The Cardinal Rule of Automated TestingPosted: April 22, 2008
I’ve had numerous conversations over the past year or so with people who aren’t that familiar with writing automated tests (be they unit tests, functional tests, or what have you), and all the advice I give can really be summed up in one simple rule:
Your tests should break if and only if the product is broken
It seems pretty obvious on the face of it, which it is, but it also has some non-obvious implications. I’ll start by breaking the statement out into its two halves, and then drill down on each to discuss its implications.
Your tests should break if the product is broken
On the surface of it, this is just a simple statement about test coverage: you want to make sure that as much of your application as possible is covered by automated tests. Full coverage of all combinations of behavior is, naturally, not possible, and there’s a tradeoff between the effort spent implementing and maintaining the tests and the number of bugs they prevent, so you naturally have to draw the line somewhere. It’s important to know where you’re drawing the line, though, so this rule also implies that you need to have some sort of systematic description of what your application does that you can match up with your tests so you know what’s covered and what’s not.
The less obvious implication of this rule is that your tests should mimic, as closely as possible, the actual production environment and production paths through the code. You can have what you think are the best unit tests in the world, but if all the units themselves are only tested in mocked-out, test-isolated bliss you might find that your tests don’t catch any actual product breaks. There are more tradeoffs to be made here as well, this time between test development ease, execution speed, and maintenance burden and the realism of the tests. But as a general rule, the closer you can get your automated tests to exercising your full stack in the same way it will be exercised in production, the more bugs your tests will catch.
Your tests should only break if the product is broken
This is, by far, the harder rule to abide by. Test coverage is largely just a simple cost-benefit tradeoff: more effort == more test coverage. Reducing false positives in tests, however, is a much harder business. We’ve been writing and debugging and maintaining huge stables of tests for years now, and I’d guess that 80% of our test breaks are still false positives in the sense that they indicate that the test needs to be fixed rather than that the underlying code needs fixing.
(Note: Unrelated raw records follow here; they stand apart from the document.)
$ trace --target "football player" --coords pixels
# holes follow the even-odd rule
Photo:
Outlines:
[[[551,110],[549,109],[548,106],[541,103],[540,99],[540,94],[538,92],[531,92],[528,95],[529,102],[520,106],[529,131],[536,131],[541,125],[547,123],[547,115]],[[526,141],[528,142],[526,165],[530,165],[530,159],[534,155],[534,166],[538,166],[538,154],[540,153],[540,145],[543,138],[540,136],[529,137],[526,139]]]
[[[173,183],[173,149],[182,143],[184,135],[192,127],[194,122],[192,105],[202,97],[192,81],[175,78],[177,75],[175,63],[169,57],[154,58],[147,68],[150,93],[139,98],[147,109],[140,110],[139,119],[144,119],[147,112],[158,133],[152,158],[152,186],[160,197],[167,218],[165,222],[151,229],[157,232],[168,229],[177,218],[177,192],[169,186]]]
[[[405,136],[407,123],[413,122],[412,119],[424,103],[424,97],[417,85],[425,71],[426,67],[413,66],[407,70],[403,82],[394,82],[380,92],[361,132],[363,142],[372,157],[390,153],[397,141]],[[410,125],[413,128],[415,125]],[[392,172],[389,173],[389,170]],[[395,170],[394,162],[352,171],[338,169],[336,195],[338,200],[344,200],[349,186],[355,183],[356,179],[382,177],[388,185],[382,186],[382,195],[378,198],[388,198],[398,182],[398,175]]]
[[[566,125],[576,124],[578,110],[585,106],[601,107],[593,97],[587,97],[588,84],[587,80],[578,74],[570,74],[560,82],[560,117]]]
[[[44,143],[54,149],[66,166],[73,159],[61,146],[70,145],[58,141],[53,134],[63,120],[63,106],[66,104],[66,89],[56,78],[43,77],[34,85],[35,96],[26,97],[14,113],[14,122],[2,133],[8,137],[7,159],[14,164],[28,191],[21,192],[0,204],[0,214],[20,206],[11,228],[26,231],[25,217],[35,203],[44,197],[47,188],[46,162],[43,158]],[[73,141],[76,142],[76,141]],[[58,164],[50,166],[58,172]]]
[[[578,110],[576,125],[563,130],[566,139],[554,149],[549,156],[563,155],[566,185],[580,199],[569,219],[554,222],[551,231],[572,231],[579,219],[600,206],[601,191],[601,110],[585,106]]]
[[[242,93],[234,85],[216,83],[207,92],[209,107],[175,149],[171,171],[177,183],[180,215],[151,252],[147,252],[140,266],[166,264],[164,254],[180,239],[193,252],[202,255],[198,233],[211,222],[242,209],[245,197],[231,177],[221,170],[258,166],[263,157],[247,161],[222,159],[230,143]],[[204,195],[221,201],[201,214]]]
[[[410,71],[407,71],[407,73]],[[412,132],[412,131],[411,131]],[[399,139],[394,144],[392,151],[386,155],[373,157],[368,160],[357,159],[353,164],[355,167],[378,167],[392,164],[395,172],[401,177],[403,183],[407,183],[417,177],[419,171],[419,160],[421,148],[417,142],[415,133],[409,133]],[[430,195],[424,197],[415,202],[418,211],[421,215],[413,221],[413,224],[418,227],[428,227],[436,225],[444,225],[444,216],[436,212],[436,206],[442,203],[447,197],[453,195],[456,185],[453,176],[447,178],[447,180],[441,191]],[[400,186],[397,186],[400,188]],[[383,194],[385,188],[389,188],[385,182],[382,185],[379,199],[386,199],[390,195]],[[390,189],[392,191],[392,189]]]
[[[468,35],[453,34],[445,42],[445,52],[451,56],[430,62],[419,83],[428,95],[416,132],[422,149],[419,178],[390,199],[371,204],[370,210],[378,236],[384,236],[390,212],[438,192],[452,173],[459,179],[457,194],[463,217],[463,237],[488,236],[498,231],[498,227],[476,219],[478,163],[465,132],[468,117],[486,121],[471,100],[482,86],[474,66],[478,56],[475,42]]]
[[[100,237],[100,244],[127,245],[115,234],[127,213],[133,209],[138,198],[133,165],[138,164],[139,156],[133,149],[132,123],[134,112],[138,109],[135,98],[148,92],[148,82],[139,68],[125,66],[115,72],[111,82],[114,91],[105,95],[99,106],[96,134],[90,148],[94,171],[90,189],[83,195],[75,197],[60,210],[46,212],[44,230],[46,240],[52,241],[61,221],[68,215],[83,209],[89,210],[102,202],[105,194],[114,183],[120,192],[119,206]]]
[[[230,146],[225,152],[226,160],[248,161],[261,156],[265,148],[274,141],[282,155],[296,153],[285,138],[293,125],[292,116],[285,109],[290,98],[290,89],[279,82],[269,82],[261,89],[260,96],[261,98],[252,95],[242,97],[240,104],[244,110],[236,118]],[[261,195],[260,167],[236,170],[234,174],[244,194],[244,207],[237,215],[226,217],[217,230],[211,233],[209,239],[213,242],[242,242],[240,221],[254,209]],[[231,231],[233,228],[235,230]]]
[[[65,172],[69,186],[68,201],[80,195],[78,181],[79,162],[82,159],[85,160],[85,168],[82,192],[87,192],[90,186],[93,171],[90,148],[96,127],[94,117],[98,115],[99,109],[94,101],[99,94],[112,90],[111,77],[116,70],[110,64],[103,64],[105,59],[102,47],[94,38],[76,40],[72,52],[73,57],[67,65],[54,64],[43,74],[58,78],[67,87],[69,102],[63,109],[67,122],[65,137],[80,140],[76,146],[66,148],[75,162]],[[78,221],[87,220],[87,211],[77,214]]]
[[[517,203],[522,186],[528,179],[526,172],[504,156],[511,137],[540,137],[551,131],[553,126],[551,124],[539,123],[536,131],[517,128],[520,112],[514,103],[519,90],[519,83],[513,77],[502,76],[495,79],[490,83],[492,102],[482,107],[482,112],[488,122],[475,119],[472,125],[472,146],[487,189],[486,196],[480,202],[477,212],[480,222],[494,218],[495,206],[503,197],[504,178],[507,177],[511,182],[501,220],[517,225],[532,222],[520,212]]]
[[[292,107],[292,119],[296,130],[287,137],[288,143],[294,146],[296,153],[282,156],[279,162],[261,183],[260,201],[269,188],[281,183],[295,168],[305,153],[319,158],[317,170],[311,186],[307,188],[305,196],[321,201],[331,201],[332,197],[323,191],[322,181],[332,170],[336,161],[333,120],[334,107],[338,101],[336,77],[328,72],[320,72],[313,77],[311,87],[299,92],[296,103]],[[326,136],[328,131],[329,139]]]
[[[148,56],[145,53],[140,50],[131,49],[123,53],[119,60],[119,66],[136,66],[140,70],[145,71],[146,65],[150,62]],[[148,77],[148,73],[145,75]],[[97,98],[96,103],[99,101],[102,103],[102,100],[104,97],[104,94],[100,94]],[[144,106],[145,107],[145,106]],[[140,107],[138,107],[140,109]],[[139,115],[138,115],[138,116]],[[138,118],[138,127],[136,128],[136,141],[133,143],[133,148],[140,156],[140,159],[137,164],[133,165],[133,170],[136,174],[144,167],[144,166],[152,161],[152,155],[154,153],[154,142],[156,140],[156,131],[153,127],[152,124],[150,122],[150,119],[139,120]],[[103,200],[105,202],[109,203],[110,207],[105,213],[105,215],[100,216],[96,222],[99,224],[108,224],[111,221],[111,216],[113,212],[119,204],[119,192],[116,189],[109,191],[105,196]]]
All that test fixing takes an enormous amount of time. We pay the price because it’s worth it, but we’re always trying to find ways to reduce it.
One way to reduce it is via the aforementioned strategy of making the tests mimic the production environment (as we’ve done with our TestBase infrastructure). That also prevents false positives by ensuring that tests don’t break simply because the test code path has diverged from the production code path, for example by having a mock no longer properly implement the semantics of thing being mocked out, or having a test set up data that’s not valid.
A related technique is testing at the highest level of abstraction possible. This technique tends to prevent false positives that come because of implementation changes that don’t actually affect behavior; basically, if you unit test at too fine a level you end up pinning yourself to a certain implementation, and changing that implementation can cause a massive test maintenance headache even if the change is correct and behavior-neutral. For example, I wrote the XSD typeloader for the Bedrock series of releases, which involved a ton of helper classes for handling all the different XSD features. Those classes all have some unit tests, but I put much more effort into testing things from the GScript level on down, which is really the level at which the semantics of the type system are meaningful; everything else is just an implementation detail. As I changed the implementation around (which I did often), those tests would still be valid since they described invariants about how the system should function regardless of the implementation, whereas I’d simply throw out the unit level tests that became invalid. Since I had the higher-level tests, I wasn’t as worried that I’d lose coverage by throwing out those unit-level tests.
One of the more difficult problems in avoiding false positives is around web UI testing: you generally either have to pin your tests to the text on the page, which is naturally pretty fickle, or you have to pin your tests to generated HTML ids, which are also often fairly unstable. Our old, pre-Bedrock UI testing framework had this problem: every time someone renamed a link or changed a button, some large number of tests would break with incomprehensible error messages that were difficult to track down (i.e. is the button “foo” not on the page because it’s been renamed, removed, or because the page is just broken?). We’ve solved a lot of those problems with our new framework (not yet fully baked for customer use at this point, I believe) that exposes a strongly-typed object model for writing tests against the pages, which means that renaming or removing a button will cause related tests to break at compilation time, making it infinitely easier to fix them proactively.
Lastly, good coding practices will generally help you out with reducing false positives, or at least making them easier to identify and fix. Treat your test code like it’s real, production code and pay attention to decomposition, code reuse, variable and method naming, etc. It might not strictly result in fewer false positives, but it will make them easier to fix if the fix only needs to be made in one well-named method instead of in dozens of copy-and-pasted methods littered all over the code base.
These might all seem like obvious rules, but sometimes we overlook the most obvious things, so it never hurts to go back to first principles and ask basic questions like “Will this test break if the product is broken?” or ”
How do I make this test robust in the face of potential implementation changes?”